Yazlık sinemada iki seçeneğimiz
vardı. Türk ve yabancı filmlerin oynatıldığı Emirgan Sineması, diğeri ise daha
çok yerli filmlerin oynatıldığı sahilde kaleye yakın Halil’in kahvesi
üzerindeki açık hava sinemasıydı. Sinema
kalelerin alt kısmındaki yamaçta olduğundan dik ve dar merdivenler ile
çıkılırdı. Sinema perdesi kale tarafındaydı. Seyirciler sırtı denize dönük
tahta sandalyelerde otururdu. Sahildeki çay bahçeleri buluşma yerleriydi.
Akşam sinemaya gitme fikri ortaya
atıldı. Gidelim, gitmeyelim derken Emirgan sinemasına gitmeye karar verdik. Telefonla
bilet ayırtılacak olduğunda rezervasyon ismimizi Cem, Tarık gibi takma adlar
olarak verirdik. Bu şekilde kimlerden olduğun anlaşılmaz ve telaffuzu kolay
olurdu. Akşam yemekten sonra birbirimize uğrayarak toplanır, kız
arkadaşlarımızın evine giderek annesinden, daha çok da babalardan izin
koparmaya çalışırdık. Çok geç kalmayın diye tembihlenirdik tabii ki.
Belirlediğimiz bir noktada toplanır,
gırgır şamata Emirgan’a doğru yürüyüşe başlardık. Necip Bey Bağına
yaklaştığımızda deniz tarafında Clup 12 sonraları Clup Cartier olan gece
kulübünden müzik sesleri geliyor. Bu akşam kim var? Neler olup bitiyor
merakıyla duvar üzerinden sarkıp anlamaya gayret ediyoruz.
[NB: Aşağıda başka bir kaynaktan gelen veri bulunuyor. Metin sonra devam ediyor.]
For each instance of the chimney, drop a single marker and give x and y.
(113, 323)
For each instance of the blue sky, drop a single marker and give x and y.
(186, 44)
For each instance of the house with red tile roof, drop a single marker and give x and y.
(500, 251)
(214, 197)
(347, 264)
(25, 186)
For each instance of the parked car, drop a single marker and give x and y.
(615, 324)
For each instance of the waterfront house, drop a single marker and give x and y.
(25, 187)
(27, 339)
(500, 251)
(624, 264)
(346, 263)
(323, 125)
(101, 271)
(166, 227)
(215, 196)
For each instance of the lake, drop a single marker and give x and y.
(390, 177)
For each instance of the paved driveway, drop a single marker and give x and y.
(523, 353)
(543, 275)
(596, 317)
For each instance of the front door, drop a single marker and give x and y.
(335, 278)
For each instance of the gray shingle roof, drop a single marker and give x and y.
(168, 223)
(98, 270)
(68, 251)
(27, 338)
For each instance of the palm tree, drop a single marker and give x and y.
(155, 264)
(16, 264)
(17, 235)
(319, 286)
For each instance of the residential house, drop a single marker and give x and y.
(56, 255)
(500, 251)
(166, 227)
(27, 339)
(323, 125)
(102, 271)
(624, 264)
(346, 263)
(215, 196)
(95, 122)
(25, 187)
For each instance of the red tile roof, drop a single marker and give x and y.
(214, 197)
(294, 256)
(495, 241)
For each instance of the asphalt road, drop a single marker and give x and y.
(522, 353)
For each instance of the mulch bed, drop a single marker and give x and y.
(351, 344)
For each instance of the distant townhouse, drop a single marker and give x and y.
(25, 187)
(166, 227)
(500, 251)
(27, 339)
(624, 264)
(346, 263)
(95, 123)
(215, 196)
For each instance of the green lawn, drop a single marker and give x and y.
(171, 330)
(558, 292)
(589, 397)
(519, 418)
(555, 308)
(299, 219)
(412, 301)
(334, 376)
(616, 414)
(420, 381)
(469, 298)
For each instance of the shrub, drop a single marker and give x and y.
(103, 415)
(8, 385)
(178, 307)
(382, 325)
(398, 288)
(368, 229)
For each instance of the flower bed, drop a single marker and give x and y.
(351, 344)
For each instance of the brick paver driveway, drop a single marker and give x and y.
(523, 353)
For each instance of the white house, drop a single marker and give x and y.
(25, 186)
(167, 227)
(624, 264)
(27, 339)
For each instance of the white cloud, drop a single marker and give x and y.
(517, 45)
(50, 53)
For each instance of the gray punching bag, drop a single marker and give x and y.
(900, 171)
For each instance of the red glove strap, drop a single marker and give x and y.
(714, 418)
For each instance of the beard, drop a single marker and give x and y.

Ağaçlar ve
sarmaşıklardan pek bir şey göremeyince umudumuzu dönüş yoluna bırakıyoruz.
Farklı konuları tartışır, geyik
muhabbetleri, şakalaşmalar ile yola devam ederdik. Solda Halim Paşa Korusunun
sessizliği, sahilde ise yorgun gemilerin yanaştığı Demir Deposunu geçince Baltalimanı
Kemik Hastanesine varıyoruz. Burnumuza gelen kötü kokular ve kurbağa sesleri
dereye yaklaştığımızı haber veriyor. Dereyi geçtikten sonra soldaki yokuştan tepedeki
sinemaya doğru kıvrılıyoruz. Sağ tarafımızda da Alpayın çok çıktığı bir başka
gece kulübü vardı. Konuşarak yürüdüğümüzden yokuşu nasıl çıktığımızı fark
etmezdik. Gişeden biletleri alıp, yerleşiyoruz.

Antrakta, yiyecek içecek satanlar
tahta kasalara gazoz açacağı ile vurur furuko, gazoz, frigo buzzz…, çekirdek bağrışlarıyla
büfeciler satış yapardı. Çekirdek çıtlatmak en çok rağbet gören
eğlenceliklerden olup, kabuklar ve şişeleri genelde yere atılırdı. Şişelere
ayağınız çarptığında sinema sessizliğinde yuvarlanan şişe sesleri sessizliği
bozar.
Sinema sonrası dönüşümüz yine yürüyerek
olurdu. Yürüyüş yolunda film kritikleri tartışma konumuz olur, Necip Bey Bağına
yaklaştığımızda gece kulübünde sanatçı sahne almışsa bir süre duvar dibinde onu
dinlerdik. Kulübü denizden seyreden bedavacılar da vardı. Burası ya da Bebek
Maksim gazinosu önüne sandallarla yanaşır programı seyrederlerdi.
Rumelihisarı’ na vardığımızda
yokuşu ya da merdivenleri çıkmak biraz zor gelirdi. Kız arkadaşların evine
yakın bir erkek varsa o eşlik eder, o yöne gidecek yoksa grup halinde kızlar evlerine
bırakılırdı. Vardığımız her kapı önünde bu saate kadar hiç konuşmamışız gibi
kapı önü sohbetleri bir süre daha devam ederdi.